Jorge González dijo una vez que el primer disco de una banda toma mucho tiempo porque el proceso parte desde que naces hasta que cumples edad para grabarlo, mientras que para el segundo sólo cuentas con un par de meses debido a la presión del sello. “Corazones” (1990), en rigor el primer trabajo de Jorge como solista, goza de un sonido pulcro y de una genialidad compositiva totalmente atemporal, “La Cultura de la Basura” (1987) cuenta con atisbos de experimentación y materializa el virulento sarcasmo social de la agrupación, y “Pateando Piedras” (1986) representa el cénit creativo del grupo produciendo un trabajo de alta calidad, que los posicionó como un suceso de masas.

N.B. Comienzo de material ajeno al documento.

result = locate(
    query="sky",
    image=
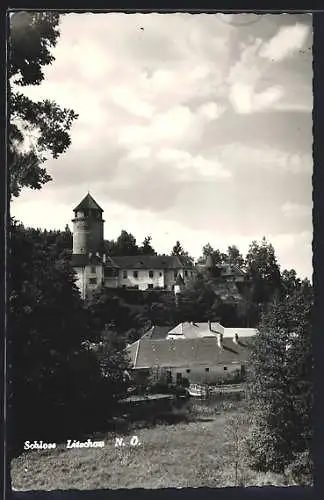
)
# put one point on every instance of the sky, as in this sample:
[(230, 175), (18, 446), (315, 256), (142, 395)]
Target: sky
[(195, 128)]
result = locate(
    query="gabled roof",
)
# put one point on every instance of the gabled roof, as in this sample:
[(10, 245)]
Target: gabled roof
[(148, 262), (81, 260), (88, 203), (157, 332), (201, 330), (187, 352), (179, 281)]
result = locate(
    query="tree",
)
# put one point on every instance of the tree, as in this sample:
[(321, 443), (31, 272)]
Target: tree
[(217, 256), (44, 125), (281, 387), (146, 248), (52, 376), (125, 244), (178, 251)]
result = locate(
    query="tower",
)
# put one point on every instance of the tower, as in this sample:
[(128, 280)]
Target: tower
[(88, 245), (88, 227), (178, 288)]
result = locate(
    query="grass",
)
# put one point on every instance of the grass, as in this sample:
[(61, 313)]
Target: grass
[(194, 453)]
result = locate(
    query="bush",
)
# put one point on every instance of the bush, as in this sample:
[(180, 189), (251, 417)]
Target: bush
[(300, 470)]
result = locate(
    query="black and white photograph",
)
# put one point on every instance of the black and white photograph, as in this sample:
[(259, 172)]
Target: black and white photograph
[(160, 237)]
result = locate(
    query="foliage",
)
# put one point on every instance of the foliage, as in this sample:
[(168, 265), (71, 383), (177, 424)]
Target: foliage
[(217, 256), (37, 130), (104, 307), (113, 362), (125, 244), (52, 375), (281, 385), (146, 248), (178, 251)]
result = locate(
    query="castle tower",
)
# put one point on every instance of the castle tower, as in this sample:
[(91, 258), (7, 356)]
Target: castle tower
[(88, 226), (178, 288)]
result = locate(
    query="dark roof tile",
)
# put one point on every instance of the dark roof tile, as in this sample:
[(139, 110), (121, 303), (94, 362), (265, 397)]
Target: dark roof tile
[(88, 203)]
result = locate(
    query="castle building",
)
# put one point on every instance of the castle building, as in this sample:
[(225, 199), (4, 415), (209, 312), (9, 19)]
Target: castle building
[(94, 267)]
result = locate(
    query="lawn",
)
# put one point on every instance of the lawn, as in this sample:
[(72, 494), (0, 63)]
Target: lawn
[(187, 454)]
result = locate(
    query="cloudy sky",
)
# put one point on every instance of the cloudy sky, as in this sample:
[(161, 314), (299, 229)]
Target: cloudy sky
[(191, 127)]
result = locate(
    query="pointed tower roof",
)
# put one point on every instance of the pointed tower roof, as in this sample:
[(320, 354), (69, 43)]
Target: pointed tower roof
[(179, 280), (88, 203)]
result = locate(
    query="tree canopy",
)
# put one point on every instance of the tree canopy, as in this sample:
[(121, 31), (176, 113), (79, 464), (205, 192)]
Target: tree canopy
[(281, 387), (37, 130)]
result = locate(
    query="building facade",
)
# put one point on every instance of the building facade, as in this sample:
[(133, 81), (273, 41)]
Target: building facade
[(205, 359), (95, 268)]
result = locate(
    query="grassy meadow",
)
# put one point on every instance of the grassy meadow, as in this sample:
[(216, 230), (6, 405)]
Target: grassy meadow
[(203, 450)]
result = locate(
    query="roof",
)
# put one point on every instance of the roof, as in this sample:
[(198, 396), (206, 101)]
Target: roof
[(201, 330), (148, 262), (157, 332), (188, 352), (225, 269), (81, 260), (209, 261), (88, 203), (179, 280)]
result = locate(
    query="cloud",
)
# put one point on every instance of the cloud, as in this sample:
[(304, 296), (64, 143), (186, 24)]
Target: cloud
[(290, 209), (187, 163), (285, 43)]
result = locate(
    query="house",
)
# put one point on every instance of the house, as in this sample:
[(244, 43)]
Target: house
[(94, 268), (202, 359), (193, 330)]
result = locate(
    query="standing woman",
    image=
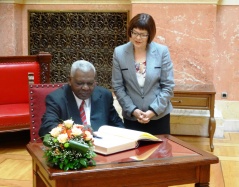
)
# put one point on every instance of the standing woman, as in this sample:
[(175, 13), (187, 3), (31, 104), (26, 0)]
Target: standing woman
[(142, 78)]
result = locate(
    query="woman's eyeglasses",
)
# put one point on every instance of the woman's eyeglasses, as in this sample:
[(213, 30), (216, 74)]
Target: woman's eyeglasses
[(141, 35)]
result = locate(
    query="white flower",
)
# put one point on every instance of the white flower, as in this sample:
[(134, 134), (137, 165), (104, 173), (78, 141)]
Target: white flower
[(76, 131), (62, 138), (88, 135), (68, 123), (56, 131)]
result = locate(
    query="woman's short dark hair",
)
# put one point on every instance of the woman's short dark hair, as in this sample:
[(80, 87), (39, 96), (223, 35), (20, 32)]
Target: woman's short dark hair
[(144, 22)]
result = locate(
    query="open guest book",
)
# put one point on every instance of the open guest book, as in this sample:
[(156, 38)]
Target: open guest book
[(109, 139)]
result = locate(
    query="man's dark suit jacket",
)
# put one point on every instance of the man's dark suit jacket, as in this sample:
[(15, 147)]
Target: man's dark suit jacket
[(61, 105)]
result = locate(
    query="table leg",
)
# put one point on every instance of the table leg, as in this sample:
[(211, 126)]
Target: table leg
[(212, 127)]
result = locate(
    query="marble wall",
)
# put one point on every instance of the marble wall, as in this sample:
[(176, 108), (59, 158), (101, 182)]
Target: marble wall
[(203, 39)]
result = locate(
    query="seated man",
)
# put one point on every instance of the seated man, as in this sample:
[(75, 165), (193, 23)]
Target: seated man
[(65, 102)]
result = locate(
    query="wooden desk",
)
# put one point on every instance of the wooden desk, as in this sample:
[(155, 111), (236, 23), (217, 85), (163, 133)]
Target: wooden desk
[(199, 97), (174, 162)]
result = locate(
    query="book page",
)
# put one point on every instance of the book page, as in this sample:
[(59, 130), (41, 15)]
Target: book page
[(126, 133), (111, 144)]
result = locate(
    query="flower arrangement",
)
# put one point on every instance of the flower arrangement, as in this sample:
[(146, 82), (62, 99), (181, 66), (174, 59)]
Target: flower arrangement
[(69, 146)]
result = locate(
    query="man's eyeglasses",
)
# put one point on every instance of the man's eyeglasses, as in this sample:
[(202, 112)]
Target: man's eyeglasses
[(88, 84), (136, 34)]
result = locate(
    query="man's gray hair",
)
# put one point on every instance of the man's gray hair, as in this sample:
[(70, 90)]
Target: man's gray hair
[(81, 65)]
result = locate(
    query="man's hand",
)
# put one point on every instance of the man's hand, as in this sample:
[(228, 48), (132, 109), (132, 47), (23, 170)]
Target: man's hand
[(143, 117)]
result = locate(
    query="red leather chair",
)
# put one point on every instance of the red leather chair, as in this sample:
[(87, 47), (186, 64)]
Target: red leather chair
[(37, 95), (14, 74)]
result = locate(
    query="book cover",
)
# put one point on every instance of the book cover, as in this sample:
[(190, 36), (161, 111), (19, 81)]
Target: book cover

Pero es “La Voz de los ’80” el que encapsula esa energía primal, rudimentaria y cruda, que rompió con todo lo establecido como signo de una catarsis a nivel nacional en un país sumido en una gris dictadura.

Son diez cortes nacidos en la adolescencia de tres jóvenes de San Miguel que aplanaban las calles de la capital chilena entre interminables conversaciones sobre la música y su entorno. Nacieron como una banda de colegio, tocando en festivales escolares muchas veces con instrumentos prestados, sin embargo, su equipamiento más valioso eran sus canciones, creaciones que son la consecuencia de una mezcla ecléctica entre lo mejor de la música juvenil de la época, léase The Cars, Depeche Mode, New Order o The Clash, con la tradición auditiva de cualquier casa de clase media, como Raphael, Camilo Sesto o Salvatore Adamo. La sensibilidad pop con la aspereza del rock al servicio de letras inteligentes, llenas de sarcasmo, que se derraman en un disco que en la actualidad parece un compilado de grandes éxitos.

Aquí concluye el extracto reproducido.